China improvement helps Dickson earnings rise 19pc
Wholesaler and luxury goods retailer Dickson Concepts says a break-even result at its China operation, strong sales growth - particularly in Hong Kong - and cost control helped it boost attributable profit 19 per cent to $395.5 million in 1995-96.
The improvement in the China business followed a restructuring that led to a $17.5 million exceptional loss in the previous year.
Overall turnover at Dickson, which on Tuesday announced the $180 million purchase of 85 per cent of Hong Kong Seibu Enterprise, increased 11.1 per cent to $3.94 billion. Operating profit rose from $422.4 million to $516.3 million.
Operating margin rose to 13.1 per cent and earnings per share increased to 58.2 cents.
The group recommended a final dividend of 21 cents per share and the total dividend for the year is 33 cents per share.
Dickson executive chairman Dickson Poon said the group would book about a $655 million exceptional gain in the current year from the spin-off of its Harvey Nichols department store operation in London.

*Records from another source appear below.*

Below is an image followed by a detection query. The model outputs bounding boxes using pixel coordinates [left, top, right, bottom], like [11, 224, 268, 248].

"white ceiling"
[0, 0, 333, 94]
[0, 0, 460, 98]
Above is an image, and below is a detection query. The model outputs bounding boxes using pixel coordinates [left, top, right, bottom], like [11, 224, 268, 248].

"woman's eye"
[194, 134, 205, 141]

Harvey Nichols has retained ownership of its freehold property in Knightsbridge after the spin-off and it will receive annual rental income of $38.2 million.
Mr Poon said Hong Kong had achieved 30 per cent profit growth last year despite the territory's lacklustre retail market.

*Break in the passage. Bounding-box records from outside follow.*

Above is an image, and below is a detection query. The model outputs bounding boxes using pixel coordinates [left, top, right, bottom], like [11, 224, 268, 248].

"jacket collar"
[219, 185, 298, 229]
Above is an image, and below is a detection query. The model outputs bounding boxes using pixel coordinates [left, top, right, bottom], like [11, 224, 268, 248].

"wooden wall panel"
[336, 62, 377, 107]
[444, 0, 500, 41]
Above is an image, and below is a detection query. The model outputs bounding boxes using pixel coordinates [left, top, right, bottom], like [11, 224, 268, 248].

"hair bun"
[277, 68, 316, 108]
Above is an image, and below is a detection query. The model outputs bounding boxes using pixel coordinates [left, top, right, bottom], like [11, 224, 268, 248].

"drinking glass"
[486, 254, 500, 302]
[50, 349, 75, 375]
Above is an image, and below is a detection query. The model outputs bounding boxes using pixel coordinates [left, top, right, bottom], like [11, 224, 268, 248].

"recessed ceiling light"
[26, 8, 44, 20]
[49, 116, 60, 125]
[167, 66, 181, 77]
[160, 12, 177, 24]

Taiwan has become the second largest Asian market with a double-digit profit growth and the group will open another 12 new shops there. But Mr Poon declined to reveal the break-down of revenue contribution by different markets.
He said part of the $100 million share subscription and $80 million shareholder loan injected into Seibu would pay back some of Seibu's debt. But it would not be debt-free after the acquisition.
He dismissed speculation that Dickson planned to buy other Japanese stores. The location for a Harvey Nichols in Hong Kong had not been decided yet, he said.